On 10/26/06 the licensee implanted a patient with 104 seeds of I-125 (total activity of 42.2 millicuries, manufactured by Bard, Inc.) to treat prostate cancer. The post implant CT performed on 12/08/06 indicated that the distribution of the seeds was inferior to the intended distribution. A percentage of the seeds had shifted approximately 1.5 cm inferior to what was intended. The licensee is still evaluating at this time what percentage of the seeds intended for the prostate were no longer in the prostate . The licensee immediately informed the patient and the prescribing physician. The patient has to this point shown no ill effects from the migration. However, a quantity of the seeds have migrated to the perineum. Due to the unknown quantity of seeds in the perineum the licensee is still investigating the amount of dose received in this area. The licensee is investigating the cause of the migration. After the cause is determined they will put corrective actions in place to prevent reoccurrence. The licensee has performed multiple implants that were close to 100% successful since this occurrence. The licensee intends to supplement the patients treatment with an external bean in order to achieve the intended dose. The licensee notified NRC Region 1 (S. Gabriel, P. Lanzisera)

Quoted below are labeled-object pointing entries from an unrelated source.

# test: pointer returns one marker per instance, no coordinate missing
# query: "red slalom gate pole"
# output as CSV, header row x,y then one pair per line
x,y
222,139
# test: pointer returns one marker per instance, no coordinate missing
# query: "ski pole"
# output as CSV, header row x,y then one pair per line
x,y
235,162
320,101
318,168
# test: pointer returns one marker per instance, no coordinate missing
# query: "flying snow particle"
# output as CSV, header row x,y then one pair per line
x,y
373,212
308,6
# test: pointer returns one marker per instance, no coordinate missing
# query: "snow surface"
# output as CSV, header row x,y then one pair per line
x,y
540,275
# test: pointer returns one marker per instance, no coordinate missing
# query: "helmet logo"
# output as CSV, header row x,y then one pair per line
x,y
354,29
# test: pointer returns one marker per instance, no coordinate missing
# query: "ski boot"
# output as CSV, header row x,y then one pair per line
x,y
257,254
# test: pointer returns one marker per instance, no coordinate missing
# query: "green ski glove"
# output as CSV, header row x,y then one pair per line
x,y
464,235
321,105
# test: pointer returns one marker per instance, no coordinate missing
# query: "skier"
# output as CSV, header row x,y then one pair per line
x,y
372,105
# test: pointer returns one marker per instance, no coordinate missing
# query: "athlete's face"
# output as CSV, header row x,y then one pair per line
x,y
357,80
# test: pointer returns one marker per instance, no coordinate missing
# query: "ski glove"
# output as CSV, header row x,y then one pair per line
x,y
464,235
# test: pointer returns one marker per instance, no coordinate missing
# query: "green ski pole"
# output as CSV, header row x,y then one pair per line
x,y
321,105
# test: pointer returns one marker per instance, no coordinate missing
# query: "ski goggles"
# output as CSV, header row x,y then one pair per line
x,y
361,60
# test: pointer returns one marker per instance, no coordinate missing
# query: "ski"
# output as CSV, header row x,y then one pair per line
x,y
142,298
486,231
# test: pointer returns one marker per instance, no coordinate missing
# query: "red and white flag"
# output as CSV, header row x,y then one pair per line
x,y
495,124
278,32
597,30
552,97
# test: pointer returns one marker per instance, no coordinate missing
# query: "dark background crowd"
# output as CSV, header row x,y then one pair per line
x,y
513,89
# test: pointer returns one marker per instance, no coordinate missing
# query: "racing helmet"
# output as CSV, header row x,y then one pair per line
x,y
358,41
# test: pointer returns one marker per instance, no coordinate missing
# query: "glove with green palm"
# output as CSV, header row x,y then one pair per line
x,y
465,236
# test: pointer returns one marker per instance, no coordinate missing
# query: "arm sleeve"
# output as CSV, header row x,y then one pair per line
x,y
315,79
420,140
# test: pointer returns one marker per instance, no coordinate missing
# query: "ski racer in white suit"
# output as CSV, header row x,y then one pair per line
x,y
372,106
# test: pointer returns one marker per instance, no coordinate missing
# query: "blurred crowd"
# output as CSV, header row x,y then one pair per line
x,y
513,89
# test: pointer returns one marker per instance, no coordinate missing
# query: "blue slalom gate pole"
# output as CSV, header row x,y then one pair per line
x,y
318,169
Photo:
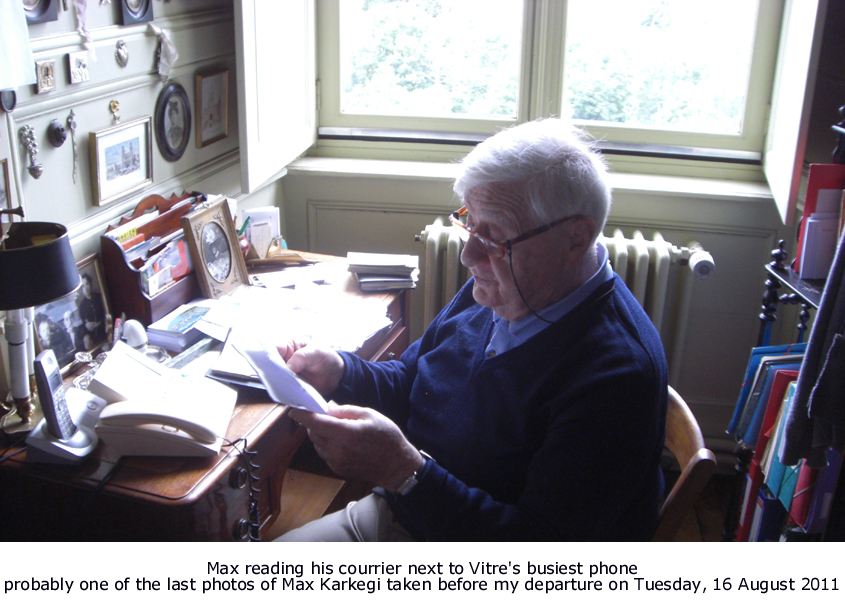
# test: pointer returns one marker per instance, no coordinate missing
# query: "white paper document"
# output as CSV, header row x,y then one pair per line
x,y
282,384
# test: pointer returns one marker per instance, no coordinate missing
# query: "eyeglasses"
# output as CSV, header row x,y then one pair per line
x,y
494,248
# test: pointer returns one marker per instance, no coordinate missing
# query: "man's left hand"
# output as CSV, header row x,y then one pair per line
x,y
357,442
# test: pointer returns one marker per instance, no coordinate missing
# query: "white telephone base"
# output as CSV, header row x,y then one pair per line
x,y
84,409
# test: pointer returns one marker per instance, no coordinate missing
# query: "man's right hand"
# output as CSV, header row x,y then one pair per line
x,y
320,367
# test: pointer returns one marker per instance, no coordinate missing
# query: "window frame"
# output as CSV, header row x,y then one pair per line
x,y
328,66
541,94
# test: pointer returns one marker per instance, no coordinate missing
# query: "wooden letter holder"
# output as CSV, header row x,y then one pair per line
x,y
124,278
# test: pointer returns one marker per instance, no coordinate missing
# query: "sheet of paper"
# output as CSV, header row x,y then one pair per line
x,y
282,384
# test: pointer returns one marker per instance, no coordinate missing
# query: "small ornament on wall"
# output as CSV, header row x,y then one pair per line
x,y
46,75
136,11
40,11
121,53
28,140
78,64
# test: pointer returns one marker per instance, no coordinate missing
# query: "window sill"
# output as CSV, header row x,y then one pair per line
x,y
643,183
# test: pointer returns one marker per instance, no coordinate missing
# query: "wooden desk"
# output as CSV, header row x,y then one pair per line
x,y
174,498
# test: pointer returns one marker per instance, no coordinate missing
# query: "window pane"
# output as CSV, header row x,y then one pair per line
x,y
430,58
667,64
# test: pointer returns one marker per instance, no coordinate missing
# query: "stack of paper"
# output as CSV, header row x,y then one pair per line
x,y
378,272
176,331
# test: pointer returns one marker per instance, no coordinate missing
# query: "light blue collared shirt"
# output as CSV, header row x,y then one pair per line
x,y
510,334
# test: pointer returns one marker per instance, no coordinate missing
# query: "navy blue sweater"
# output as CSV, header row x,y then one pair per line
x,y
559,438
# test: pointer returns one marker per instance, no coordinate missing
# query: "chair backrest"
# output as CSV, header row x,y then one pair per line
x,y
684,440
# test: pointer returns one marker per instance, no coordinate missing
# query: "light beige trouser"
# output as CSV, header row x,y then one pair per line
x,y
369,519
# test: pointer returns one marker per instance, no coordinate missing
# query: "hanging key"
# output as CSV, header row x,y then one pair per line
x,y
71,124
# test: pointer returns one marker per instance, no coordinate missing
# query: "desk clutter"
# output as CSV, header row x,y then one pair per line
x,y
381,272
181,432
179,287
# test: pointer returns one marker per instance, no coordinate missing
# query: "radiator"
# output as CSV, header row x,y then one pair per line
x,y
660,275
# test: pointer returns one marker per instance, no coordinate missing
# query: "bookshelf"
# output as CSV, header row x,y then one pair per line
x,y
784,286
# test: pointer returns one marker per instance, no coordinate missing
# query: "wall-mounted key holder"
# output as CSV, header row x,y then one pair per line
x,y
56,134
28,140
121,53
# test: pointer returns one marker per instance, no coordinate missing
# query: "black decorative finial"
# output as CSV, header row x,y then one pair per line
x,y
779,255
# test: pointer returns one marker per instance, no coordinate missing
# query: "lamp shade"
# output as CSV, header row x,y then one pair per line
x,y
36,265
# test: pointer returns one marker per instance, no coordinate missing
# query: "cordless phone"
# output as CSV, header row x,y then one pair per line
x,y
51,393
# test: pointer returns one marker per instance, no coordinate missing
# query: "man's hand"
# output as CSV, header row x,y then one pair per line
x,y
361,443
320,367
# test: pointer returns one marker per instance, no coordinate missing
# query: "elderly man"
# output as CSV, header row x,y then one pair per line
x,y
538,393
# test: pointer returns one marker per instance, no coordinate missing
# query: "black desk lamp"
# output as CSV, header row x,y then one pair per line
x,y
36,267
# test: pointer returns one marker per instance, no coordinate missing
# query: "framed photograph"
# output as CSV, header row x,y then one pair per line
x,y
136,11
41,11
121,160
212,97
5,192
78,65
46,75
215,254
173,122
78,322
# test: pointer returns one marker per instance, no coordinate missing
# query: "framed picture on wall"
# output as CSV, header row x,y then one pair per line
x,y
212,98
40,11
215,253
78,322
136,11
173,122
121,159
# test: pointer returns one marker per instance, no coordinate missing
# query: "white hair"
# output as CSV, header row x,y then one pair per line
x,y
561,172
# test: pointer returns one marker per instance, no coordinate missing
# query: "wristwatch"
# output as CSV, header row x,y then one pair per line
x,y
409,483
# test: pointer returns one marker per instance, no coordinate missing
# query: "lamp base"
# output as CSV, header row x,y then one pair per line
x,y
13,423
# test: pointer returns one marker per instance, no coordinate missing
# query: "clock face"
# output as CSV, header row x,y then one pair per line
x,y
135,5
8,100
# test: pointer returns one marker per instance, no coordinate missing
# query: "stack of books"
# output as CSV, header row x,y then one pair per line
x,y
380,272
177,330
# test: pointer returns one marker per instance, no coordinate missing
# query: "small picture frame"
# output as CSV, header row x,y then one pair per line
x,y
212,98
173,122
45,75
121,159
136,11
78,66
5,192
40,11
215,253
79,321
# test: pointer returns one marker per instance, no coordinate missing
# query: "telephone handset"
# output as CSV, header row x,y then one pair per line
x,y
51,394
65,435
133,414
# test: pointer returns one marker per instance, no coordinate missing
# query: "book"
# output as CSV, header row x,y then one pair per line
x,y
754,360
399,265
774,389
176,331
755,476
799,510
768,517
821,177
375,282
823,491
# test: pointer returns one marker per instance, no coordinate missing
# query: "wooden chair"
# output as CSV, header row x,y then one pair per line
x,y
684,440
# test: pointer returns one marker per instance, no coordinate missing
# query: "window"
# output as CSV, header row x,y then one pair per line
x,y
425,58
654,63
643,76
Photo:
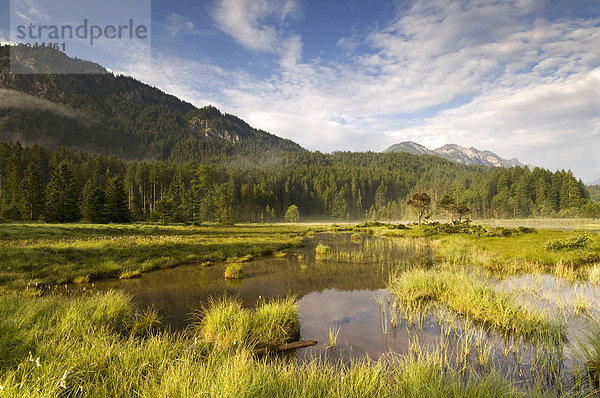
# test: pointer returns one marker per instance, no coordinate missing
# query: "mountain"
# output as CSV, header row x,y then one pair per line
x,y
457,154
102,113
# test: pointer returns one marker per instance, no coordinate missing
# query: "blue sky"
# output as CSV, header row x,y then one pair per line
x,y
518,77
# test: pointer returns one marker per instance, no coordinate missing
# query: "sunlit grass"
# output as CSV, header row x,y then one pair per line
x,y
41,254
469,296
88,347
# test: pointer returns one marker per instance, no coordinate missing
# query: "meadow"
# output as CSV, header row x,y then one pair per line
x,y
37,255
101,344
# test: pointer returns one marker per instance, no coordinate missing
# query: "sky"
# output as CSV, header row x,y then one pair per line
x,y
520,78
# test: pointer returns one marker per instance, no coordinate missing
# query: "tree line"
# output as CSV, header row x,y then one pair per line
x,y
62,186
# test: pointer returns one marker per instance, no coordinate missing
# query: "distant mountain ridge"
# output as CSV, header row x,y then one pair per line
x,y
458,154
116,115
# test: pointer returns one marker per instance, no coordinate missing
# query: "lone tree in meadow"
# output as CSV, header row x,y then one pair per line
x,y
462,209
449,205
292,214
420,202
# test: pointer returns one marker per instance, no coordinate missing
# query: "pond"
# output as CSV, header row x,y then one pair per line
x,y
342,291
344,305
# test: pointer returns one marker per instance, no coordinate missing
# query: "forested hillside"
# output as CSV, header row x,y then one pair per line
x,y
108,148
66,186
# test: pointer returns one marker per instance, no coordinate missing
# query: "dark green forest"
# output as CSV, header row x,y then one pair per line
x,y
63,185
106,148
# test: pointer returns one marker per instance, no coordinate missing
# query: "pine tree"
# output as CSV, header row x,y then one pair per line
x,y
449,205
569,192
33,197
95,209
292,214
62,195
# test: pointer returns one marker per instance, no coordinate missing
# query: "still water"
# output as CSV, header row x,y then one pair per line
x,y
343,292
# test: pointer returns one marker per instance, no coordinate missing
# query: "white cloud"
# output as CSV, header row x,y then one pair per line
x,y
255,24
178,24
494,75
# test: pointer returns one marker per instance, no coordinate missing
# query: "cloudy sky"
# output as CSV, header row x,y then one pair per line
x,y
518,77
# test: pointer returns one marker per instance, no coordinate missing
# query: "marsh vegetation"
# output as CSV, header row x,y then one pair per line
x,y
440,311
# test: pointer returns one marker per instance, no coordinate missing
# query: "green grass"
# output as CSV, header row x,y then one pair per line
x,y
323,250
476,299
234,271
518,253
131,274
228,326
588,351
41,254
88,347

  • * * UPDATE TO HUFFMAN FROM TRIPP AT 10:55 EST ON 12/11/06 * * *

Based on discussion with NRC Region 1 (S. Gabriel), the licensee provided the following revision to the initial event report: On October 25, 2006, the licensee implanted 104 I-125 seeds into a patient for the treatment of prostate cancer. The total activity of the implanted seeds was 42.4 mCi. A post-implant CT performed on December 8, 2006, indicated that the seed were misplaced approximately 1.5 cm inferior to the intended position. The licensee is still evaluating the details of the post-implant dosimetry. Notifications pursuant to 10 CFR 35.3045 were made on December 8, 2006. The licensee is still evaluating the cause of the misplacement of the iodine seeds. After the cause(s) has been determined, corrective actions will be put in place. The patient will require will require further treatment of the prostate gland. External beam therapy will be used to supplement the dose to prostate. R1DO (Conte) and NMSS EO (Morell) notified. A "Medical Event" may indicate potential problems in a medical facility's use of radioactive materials. It does not necessarily result in harm to the patient.